Walk a little further up the hill and on your right, you’ll see the largest of them all; a long, three-dimensional artwork attached to a concrete wall. It looks like a mountain-scape or the stormy sea—deep purple and black threads form a riveting, abstract artwork.

These are all part of the public art project 'Buoyancy.’ They were commissioned by Old Port Square in partnership with TEMPOart, a non-profit organization dedicated to commissioning temporary public artwork in Portland. Leading local artists were invited to apply for an opportunity to transform three existing signage frames into art—and MJ won the commission.

“Most recently, I've been utilizing the fabric as a means of capturing energy,” explains the artist. “Whether that's energy channels within our body, cellular structures, fascia, our nervous system, the electrical currents within our brains or neurotransmitters. I’m interested in all these different connections of energy; electromagnetic fields, the energy within space and time and the actual fabric of reality. My work is very conceptual in that sense.”

In her artist statement for ‘Buoyancy’, MJ explains that she was meditating on the endless threads of connection that make up the Old Port, its histories, life forms, and waters.

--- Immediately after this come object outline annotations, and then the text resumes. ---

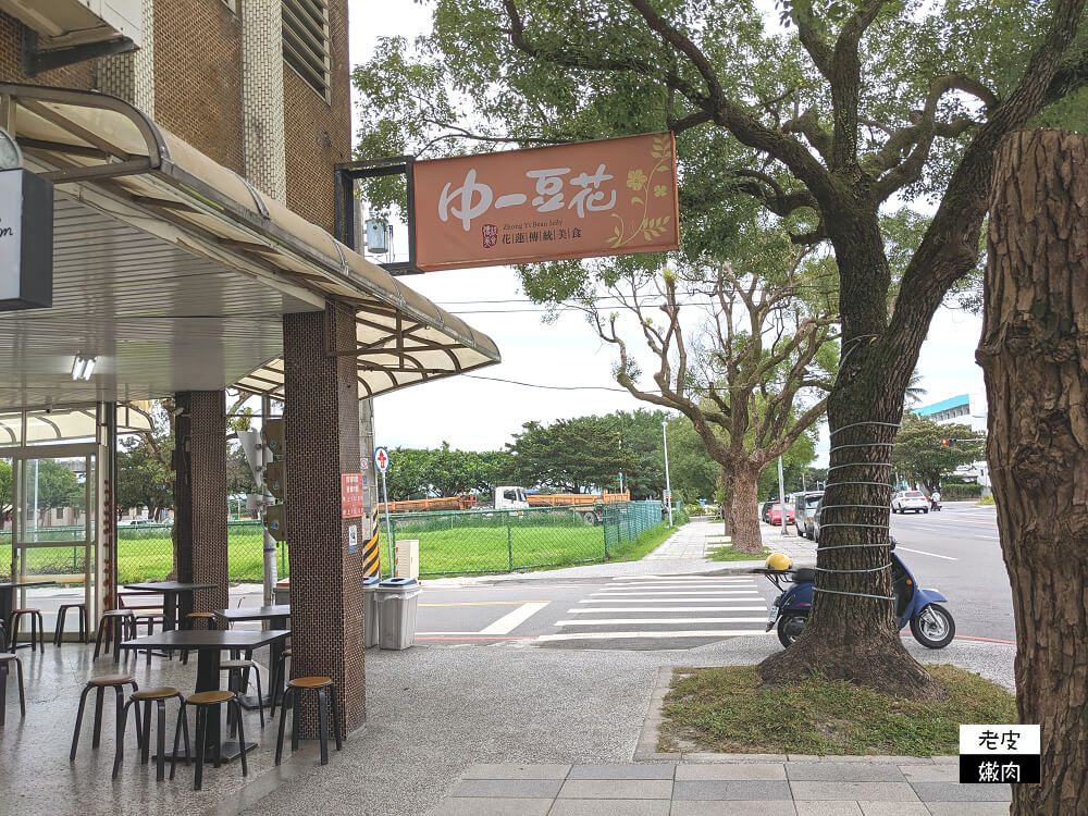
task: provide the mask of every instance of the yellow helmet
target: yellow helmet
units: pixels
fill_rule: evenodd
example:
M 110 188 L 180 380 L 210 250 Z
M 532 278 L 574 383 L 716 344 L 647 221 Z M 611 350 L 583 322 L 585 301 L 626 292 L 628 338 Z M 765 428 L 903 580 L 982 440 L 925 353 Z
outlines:
M 783 570 L 789 569 L 790 565 L 790 556 L 786 553 L 771 553 L 767 556 L 767 562 L 764 566 L 766 566 L 767 569 Z

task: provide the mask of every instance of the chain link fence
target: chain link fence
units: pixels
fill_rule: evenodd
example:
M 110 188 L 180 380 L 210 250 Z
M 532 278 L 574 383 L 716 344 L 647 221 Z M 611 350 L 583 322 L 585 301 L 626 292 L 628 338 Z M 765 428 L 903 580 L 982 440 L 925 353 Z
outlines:
M 660 502 L 615 502 L 577 507 L 532 507 L 524 510 L 450 510 L 390 517 L 395 542 L 419 541 L 421 576 L 514 572 L 539 567 L 594 564 L 619 557 L 639 534 L 660 524 Z M 227 574 L 232 582 L 263 580 L 263 530 L 260 521 L 230 521 Z M 120 583 L 162 581 L 174 569 L 170 524 L 124 524 L 118 528 Z M 50 528 L 42 540 L 82 539 L 83 528 Z M 381 524 L 382 571 L 390 566 L 384 519 Z M 83 547 L 29 551 L 27 574 L 83 572 Z M 287 545 L 276 553 L 279 576 L 288 574 Z M 0 531 L 0 577 L 11 571 L 11 531 Z
M 398 540 L 419 541 L 420 576 L 514 572 L 605 561 L 621 555 L 639 533 L 660 523 L 660 502 L 390 517 L 394 546 Z M 383 524 L 383 556 L 384 536 Z M 387 559 L 382 560 L 382 569 L 387 571 Z

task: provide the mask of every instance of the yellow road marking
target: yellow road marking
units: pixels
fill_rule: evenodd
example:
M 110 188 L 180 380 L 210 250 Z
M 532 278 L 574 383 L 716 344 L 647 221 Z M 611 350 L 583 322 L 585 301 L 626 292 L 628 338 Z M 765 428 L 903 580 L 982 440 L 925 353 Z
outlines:
M 420 606 L 521 606 L 522 604 L 546 604 L 547 601 L 459 601 L 448 604 L 420 604 Z

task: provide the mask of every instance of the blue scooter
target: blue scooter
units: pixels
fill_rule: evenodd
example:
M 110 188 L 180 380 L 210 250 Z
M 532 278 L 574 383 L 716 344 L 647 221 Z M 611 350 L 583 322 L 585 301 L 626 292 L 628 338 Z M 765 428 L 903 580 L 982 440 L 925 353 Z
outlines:
M 899 628 L 911 625 L 915 640 L 927 648 L 944 648 L 955 636 L 955 621 L 938 601 L 948 603 L 937 590 L 918 588 L 906 565 L 895 555 L 895 542 L 891 543 L 892 594 L 895 596 L 895 619 Z M 811 567 L 798 569 L 756 569 L 753 572 L 766 576 L 781 594 L 774 601 L 767 621 L 769 632 L 778 627 L 778 640 L 789 646 L 801 636 L 813 607 L 813 582 L 816 570 Z

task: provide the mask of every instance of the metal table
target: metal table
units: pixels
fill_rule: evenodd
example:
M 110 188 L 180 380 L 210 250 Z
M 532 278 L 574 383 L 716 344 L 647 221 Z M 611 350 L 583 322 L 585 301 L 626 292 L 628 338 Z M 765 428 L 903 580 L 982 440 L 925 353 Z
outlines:
M 126 583 L 126 590 L 136 592 L 154 592 L 162 595 L 162 628 L 166 631 L 177 628 L 181 617 L 178 595 L 188 595 L 188 606 L 193 606 L 193 593 L 197 590 L 214 590 L 214 583 L 184 583 L 182 581 L 147 581 L 146 583 Z
M 275 606 L 240 606 L 237 609 L 213 609 L 217 618 L 222 618 L 228 625 L 240 621 L 269 621 L 272 629 L 287 629 L 287 620 L 290 618 L 290 604 L 277 604 Z M 260 705 L 272 705 L 272 673 L 280 665 L 280 656 L 283 654 L 284 642 L 275 641 L 269 645 L 269 690 L 264 700 L 258 703 L 257 695 L 250 694 L 240 698 L 244 708 L 257 708 Z M 247 659 L 250 655 L 247 654 Z M 279 691 L 279 690 L 276 690 Z
M 197 688 L 199 691 L 217 691 L 220 685 L 220 653 L 230 651 L 252 651 L 272 643 L 283 643 L 290 635 L 287 629 L 270 629 L 268 631 L 252 630 L 217 630 L 191 629 L 146 634 L 131 641 L 123 641 L 121 648 L 145 650 L 181 650 L 187 648 L 197 653 Z M 221 706 L 222 708 L 222 706 Z M 218 717 L 208 718 L 208 741 L 206 751 L 214 750 L 220 742 L 220 724 L 222 712 Z M 247 742 L 246 751 L 257 746 L 256 742 Z M 237 742 L 224 742 L 220 745 L 220 757 L 225 761 L 237 758 L 242 754 L 242 745 Z

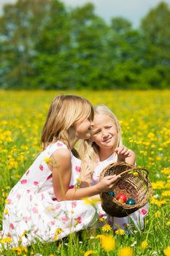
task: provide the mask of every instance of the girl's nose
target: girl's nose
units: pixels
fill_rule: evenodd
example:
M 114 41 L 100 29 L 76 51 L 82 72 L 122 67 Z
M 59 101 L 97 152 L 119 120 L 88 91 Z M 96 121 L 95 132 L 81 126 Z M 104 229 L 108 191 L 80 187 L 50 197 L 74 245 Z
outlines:
M 107 131 L 104 130 L 104 131 L 102 132 L 102 136 L 103 136 L 104 138 L 107 137 L 107 136 L 108 136 L 108 132 L 107 132 Z
M 91 127 L 93 127 L 94 126 L 94 123 L 93 121 L 90 121 L 90 124 L 91 124 Z

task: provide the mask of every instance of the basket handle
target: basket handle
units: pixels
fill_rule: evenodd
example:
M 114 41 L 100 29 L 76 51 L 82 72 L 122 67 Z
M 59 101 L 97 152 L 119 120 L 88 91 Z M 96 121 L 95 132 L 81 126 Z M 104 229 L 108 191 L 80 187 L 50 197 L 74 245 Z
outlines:
M 142 168 L 141 170 L 144 170 L 145 173 L 145 173 L 145 178 L 147 178 L 147 176 L 149 175 L 148 170 L 147 169 L 145 169 L 145 168 Z M 135 171 L 138 171 L 139 173 L 139 167 L 134 167 L 133 169 L 128 169 L 128 170 L 124 170 L 124 172 L 122 172 L 119 175 L 121 176 L 123 174 L 132 172 L 133 170 L 134 170 L 134 173 L 135 173 Z M 133 173 L 132 173 L 132 174 L 133 174 Z

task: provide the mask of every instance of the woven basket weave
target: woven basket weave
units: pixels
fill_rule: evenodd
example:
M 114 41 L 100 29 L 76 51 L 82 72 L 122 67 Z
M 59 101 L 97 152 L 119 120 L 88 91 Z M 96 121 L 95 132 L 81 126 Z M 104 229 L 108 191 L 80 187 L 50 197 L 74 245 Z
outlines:
M 116 162 L 109 165 L 103 170 L 100 180 L 109 175 L 120 175 L 115 185 L 110 191 L 114 191 L 115 196 L 109 192 L 101 193 L 101 206 L 104 211 L 112 217 L 124 217 L 144 206 L 152 195 L 151 184 L 148 179 L 147 169 L 134 167 L 125 162 Z M 116 200 L 120 194 L 126 195 L 128 199 L 135 200 L 134 205 L 120 203 Z

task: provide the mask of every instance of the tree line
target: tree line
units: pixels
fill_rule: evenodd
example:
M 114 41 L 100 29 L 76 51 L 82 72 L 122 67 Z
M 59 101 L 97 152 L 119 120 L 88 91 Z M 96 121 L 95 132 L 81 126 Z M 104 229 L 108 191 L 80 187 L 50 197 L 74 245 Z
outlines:
M 107 23 L 92 4 L 18 0 L 0 17 L 0 89 L 169 88 L 169 28 L 164 2 L 134 29 L 120 17 Z

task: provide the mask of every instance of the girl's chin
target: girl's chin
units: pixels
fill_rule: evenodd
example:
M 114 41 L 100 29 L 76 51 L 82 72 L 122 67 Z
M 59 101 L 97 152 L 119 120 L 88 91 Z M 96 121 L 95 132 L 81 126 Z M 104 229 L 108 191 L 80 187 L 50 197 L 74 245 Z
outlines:
M 85 139 L 90 139 L 90 136 L 91 136 L 90 133 L 87 132 L 85 136 Z

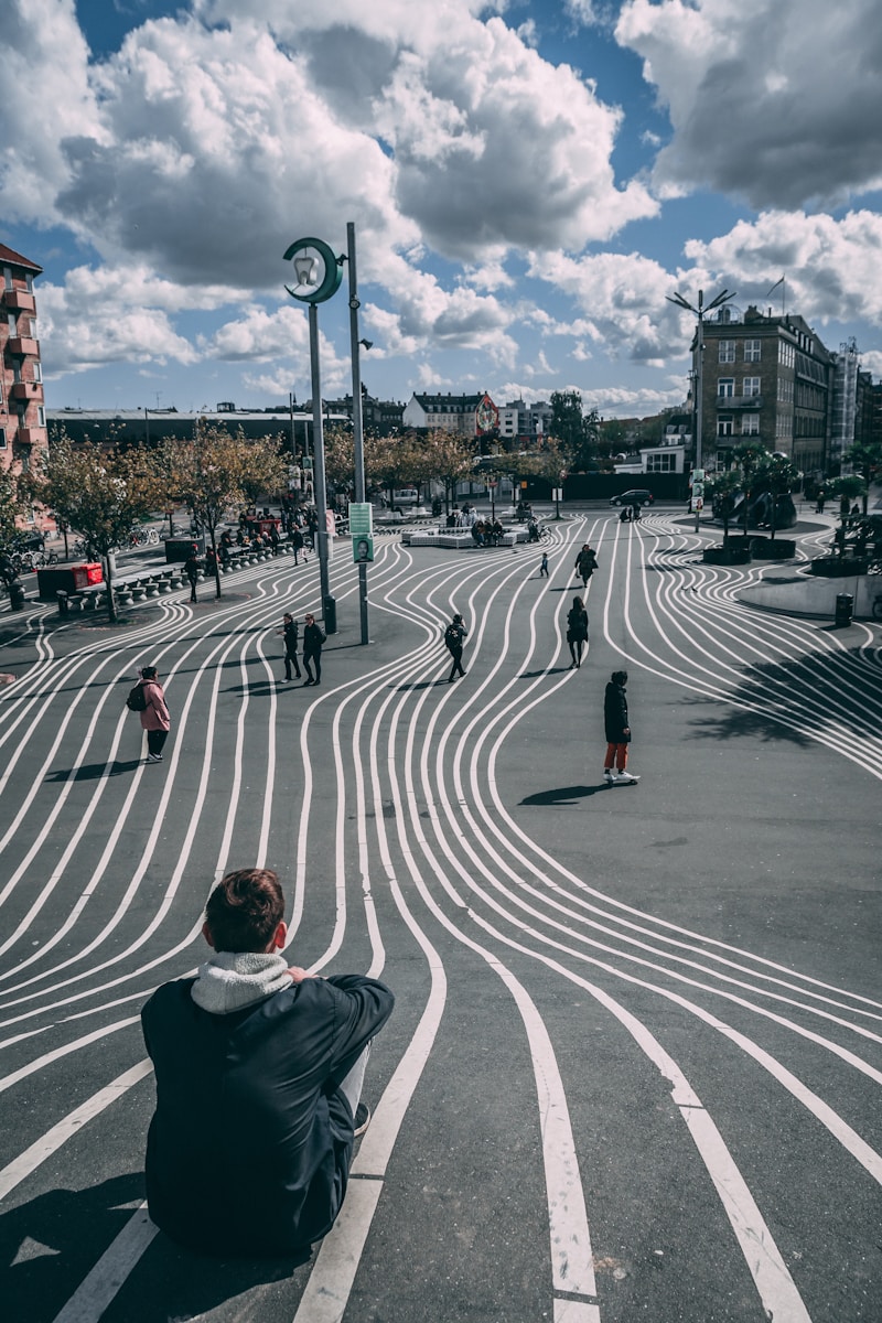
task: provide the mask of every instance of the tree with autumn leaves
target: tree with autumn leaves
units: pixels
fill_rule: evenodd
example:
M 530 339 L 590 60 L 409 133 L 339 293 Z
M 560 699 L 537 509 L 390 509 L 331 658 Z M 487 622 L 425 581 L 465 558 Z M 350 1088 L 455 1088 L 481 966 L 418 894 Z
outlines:
M 62 429 L 42 455 L 40 470 L 28 475 L 28 488 L 81 533 L 90 556 L 103 561 L 107 610 L 115 620 L 112 552 L 128 545 L 132 529 L 164 496 L 153 451 L 95 442 L 74 445 Z
M 194 437 L 164 442 L 156 452 L 156 464 L 163 474 L 164 495 L 186 505 L 209 534 L 214 589 L 220 597 L 217 529 L 237 507 L 287 486 L 288 470 L 279 441 L 272 437 L 249 441 L 241 429 L 230 435 L 225 427 L 200 419 Z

“Portland’s Old Port is host to dynamic ecosystems among a shoreline of memory, where tides carry stories reaching back to 11,000 BCE,” she wrote. “This fabric installation is a reflection on its waters and the countless threads they have woven—wildlife tracing ancient migration patterns, vessels crossing in trade, and lives entwined across time... The work is both map and memory, a living fabric that stretches beyond centuries into what is still to come.”

‘Buoyancy’ offers a delightful way to explore the four-acre district that makes up Old Port Square. The public art initiative is an important part of Old Port Square’s mission to reimagine the area into a distinctive urban destination. And MJ is encouraging the public to have fun while engaging with her art.

“You know, while I was installing these works, a lot of people would stop on the street and ask me, ‘Oh, is that a sign for something?’ And I would say to them, ‘Yes, this is your sign; to be here now!’ The art installation serves as a sign to be inquisitive, to step outside your normal ways of thinking.”

She laughs and adds, “I want to invite people to be curious.”